Near Washington and it suburbs, the canal path is heavily used by hikers, joggers and people out for a casual bike ride. Once I got past Swains Lock, about 10 miles outside Washington, the traffic died down. I saw several bicycle tourists riding west to east, but didn’t see any riding east to west until late in the day. That was probably because we were all going the same direction and about the same speed.
Since the canal basically follows the Potomac, I kept wandering why they didn’t just use the river. Turns out, the river would not have been navigable much past Washington. There were some rapids, some areas with cliffs on either side and Great Falls. Even if the boats could get to Great Falls, they would not have been able to get past.
At Great Falls, I had gotten off my bike to check out the falls. While I was getting back on, a German man was coming back from the falls and pointed out the panniers to his friend, saying things like “Kitchen” and some German words I didn’t understand. It turns out he biked from Toronto to Albany then down to Washington. We couldn’t communicate very well, so I don’t know if it was this summer or another time. Since he was with a couple of people who were not bicycle tourists, I assumed it was another time. He pointed to my bear canister and thought it was for beer. It does kind of look like a small keg. I told him it was for food and tried to explain bears, but I don’t think he understood. I tried to explain where I had been, but I don’t think he understood that either. Then I said I was going to San Francisco. He understood that and his face lit up. He said, “Good ride; good ride” and gave me a big thumbs up.
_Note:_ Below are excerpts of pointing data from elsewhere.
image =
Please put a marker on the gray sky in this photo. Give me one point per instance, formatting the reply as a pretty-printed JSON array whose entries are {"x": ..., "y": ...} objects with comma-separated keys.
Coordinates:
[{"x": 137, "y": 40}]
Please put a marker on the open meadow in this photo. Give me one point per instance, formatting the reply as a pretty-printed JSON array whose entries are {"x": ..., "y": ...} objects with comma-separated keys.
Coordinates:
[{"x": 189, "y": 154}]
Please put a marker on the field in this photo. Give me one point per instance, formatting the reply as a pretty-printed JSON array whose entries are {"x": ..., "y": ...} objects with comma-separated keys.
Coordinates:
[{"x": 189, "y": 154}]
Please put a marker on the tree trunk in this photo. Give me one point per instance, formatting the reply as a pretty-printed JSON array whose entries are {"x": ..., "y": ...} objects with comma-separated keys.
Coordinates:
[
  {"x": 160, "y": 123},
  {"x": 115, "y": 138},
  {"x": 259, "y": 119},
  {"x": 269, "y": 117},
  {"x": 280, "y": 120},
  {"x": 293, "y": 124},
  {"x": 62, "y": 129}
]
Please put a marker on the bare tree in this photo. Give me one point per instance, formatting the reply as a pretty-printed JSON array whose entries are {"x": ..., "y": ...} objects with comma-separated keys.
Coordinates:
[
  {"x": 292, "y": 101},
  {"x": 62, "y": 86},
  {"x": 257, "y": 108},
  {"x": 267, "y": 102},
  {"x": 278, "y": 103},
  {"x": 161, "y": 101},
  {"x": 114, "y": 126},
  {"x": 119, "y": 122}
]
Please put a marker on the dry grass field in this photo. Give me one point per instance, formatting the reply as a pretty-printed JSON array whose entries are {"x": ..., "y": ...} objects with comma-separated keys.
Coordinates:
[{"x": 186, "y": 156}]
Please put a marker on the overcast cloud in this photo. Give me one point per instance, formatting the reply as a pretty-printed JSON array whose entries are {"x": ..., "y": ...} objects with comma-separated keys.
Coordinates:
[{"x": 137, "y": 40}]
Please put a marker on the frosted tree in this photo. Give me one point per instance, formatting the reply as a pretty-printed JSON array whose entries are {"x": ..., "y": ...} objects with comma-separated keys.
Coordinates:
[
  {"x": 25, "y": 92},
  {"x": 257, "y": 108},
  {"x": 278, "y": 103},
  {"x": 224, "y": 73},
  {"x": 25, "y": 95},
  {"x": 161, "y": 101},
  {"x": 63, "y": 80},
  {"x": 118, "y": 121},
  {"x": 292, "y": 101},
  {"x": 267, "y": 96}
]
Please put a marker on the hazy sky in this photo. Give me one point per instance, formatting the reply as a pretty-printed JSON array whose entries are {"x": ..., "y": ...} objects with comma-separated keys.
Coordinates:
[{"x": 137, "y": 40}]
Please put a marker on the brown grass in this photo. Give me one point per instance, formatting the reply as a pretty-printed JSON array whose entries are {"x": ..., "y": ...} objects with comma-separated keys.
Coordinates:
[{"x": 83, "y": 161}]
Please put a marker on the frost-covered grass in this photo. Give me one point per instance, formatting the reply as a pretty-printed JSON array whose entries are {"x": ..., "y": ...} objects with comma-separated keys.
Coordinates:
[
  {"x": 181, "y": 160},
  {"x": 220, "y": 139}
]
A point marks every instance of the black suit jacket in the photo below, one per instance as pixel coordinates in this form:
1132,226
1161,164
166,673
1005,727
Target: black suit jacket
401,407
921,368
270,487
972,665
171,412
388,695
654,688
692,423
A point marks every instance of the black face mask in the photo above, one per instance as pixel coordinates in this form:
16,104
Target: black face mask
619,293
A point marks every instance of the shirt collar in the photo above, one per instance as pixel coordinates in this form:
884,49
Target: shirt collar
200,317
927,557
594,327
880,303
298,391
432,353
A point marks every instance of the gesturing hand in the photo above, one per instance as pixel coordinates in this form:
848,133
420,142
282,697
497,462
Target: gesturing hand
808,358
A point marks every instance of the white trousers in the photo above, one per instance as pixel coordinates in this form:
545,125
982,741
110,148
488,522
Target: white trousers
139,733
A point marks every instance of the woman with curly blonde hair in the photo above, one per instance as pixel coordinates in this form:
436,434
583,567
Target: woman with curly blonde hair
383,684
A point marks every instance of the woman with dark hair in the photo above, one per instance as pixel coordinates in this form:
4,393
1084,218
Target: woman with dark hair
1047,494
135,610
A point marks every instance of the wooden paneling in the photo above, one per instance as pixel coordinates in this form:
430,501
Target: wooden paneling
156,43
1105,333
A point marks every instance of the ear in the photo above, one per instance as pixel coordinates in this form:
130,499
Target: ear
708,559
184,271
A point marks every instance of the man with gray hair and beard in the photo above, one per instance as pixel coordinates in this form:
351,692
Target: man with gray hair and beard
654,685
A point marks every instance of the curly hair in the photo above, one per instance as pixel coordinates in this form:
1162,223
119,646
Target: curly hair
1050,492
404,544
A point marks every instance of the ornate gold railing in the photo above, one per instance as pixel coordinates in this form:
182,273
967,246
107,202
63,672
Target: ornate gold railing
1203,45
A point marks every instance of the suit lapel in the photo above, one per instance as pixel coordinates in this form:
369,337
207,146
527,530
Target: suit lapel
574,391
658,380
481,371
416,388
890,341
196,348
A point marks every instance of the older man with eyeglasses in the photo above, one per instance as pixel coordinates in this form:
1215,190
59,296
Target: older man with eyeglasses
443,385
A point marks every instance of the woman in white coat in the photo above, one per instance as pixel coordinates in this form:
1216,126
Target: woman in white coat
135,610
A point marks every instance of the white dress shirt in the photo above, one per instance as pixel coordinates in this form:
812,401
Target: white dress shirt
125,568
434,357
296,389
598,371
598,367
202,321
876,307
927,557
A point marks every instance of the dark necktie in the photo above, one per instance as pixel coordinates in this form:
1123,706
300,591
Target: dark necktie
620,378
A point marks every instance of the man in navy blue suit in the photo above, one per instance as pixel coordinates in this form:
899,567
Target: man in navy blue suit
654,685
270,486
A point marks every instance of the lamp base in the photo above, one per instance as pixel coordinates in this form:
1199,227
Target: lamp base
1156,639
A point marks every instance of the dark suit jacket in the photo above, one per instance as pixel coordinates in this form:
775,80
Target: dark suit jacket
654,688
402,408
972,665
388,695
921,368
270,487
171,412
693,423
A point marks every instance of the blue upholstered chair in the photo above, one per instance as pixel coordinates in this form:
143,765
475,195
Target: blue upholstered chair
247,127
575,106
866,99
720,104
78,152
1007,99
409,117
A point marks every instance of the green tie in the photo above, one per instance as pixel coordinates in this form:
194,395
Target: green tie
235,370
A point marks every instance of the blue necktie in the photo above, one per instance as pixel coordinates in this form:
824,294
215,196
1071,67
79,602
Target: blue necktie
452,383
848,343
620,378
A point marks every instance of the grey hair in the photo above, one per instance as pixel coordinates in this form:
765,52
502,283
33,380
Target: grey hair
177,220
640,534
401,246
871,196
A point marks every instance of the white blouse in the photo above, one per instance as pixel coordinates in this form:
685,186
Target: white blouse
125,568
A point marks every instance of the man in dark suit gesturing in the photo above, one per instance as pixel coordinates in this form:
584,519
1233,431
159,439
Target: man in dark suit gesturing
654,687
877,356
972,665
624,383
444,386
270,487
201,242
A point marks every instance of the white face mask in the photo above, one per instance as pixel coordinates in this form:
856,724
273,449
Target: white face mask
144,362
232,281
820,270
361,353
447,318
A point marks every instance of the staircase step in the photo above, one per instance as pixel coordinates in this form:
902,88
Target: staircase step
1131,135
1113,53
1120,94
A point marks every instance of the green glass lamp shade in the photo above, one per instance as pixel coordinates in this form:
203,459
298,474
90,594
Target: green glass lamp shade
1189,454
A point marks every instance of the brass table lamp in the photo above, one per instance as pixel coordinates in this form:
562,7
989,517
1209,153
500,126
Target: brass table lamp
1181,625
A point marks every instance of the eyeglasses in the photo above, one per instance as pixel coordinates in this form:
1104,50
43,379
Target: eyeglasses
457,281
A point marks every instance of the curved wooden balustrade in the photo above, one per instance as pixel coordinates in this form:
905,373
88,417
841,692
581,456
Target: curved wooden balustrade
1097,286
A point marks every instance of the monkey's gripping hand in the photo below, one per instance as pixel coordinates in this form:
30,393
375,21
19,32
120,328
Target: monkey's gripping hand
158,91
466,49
In the afternoon, it started raining. At first it was to the north of me. I could hear thunder and hoped it would stay north. Unfortunately, it didn’t. It was not a bad rain, just spotty thunder showers that hit every so often. They may the path a bit muddy, but not impassable. One benefit of the rain is that it washed the sweat residue off my front panniers.
Starting about five miles west of Swain Lock, there are hiker/biker campsites about every four or five miles along the canal path. They each have one picnic table, a grill, fire pit, portable outhouse and hand pump for water. It is nice because you get to one and decide whether you want to ride a few more miles or not. You don’t have to worry about the next place to stop being 15 or 20 miles away.
I was ready to stop a little after 5:00 and left the trail for a bit to find a place to get some food. While checking out, someone who had seen my bicycle asked about my trip and why. The only response I have right now to why is that it is something that I have dreamt about since junior high. When I said that, the clerk, who had gotten in on the conversation, said, “You win the coolest guy of the day award.”
The campsite I stopped at was just a few miles down the path from the town. No one else was there and, once I set up camp, no one else stopped there. The campsite is kind of muddy and my shoes are covered in mud. Dinner tonight was rice with beef jerky. Pretty tasty.
There is a railroad nearby. I can’t see it, but can hear it. I think it is a commuter train into Washington. I ride all day long, and feel like I’m getting away from the coast, but I’m still within the area served by Washington’s commuter rail.
Looking ahead a bit, the C&O Canal Trail goes all the way to Cumberland, MD. Hopefully, it won’t rain too much for the next few days and the trail will dry out. At Cumberland, the trail meets the Great Allegheny Passage, which is a rail trail that goes on to Pittsburgh. I don’t think I will stay on it all the way to Pittsburgh, but will probably at least try to get through the Appalachians. It crosses the eastern continental divide through the Cumberland Gap, which should have a much lower altitude than some of the other passes. I think I am about 18 miles outside Harper’s Ferry. If I get a good enough start in the morning, I may stop there for a bit of sightseeing.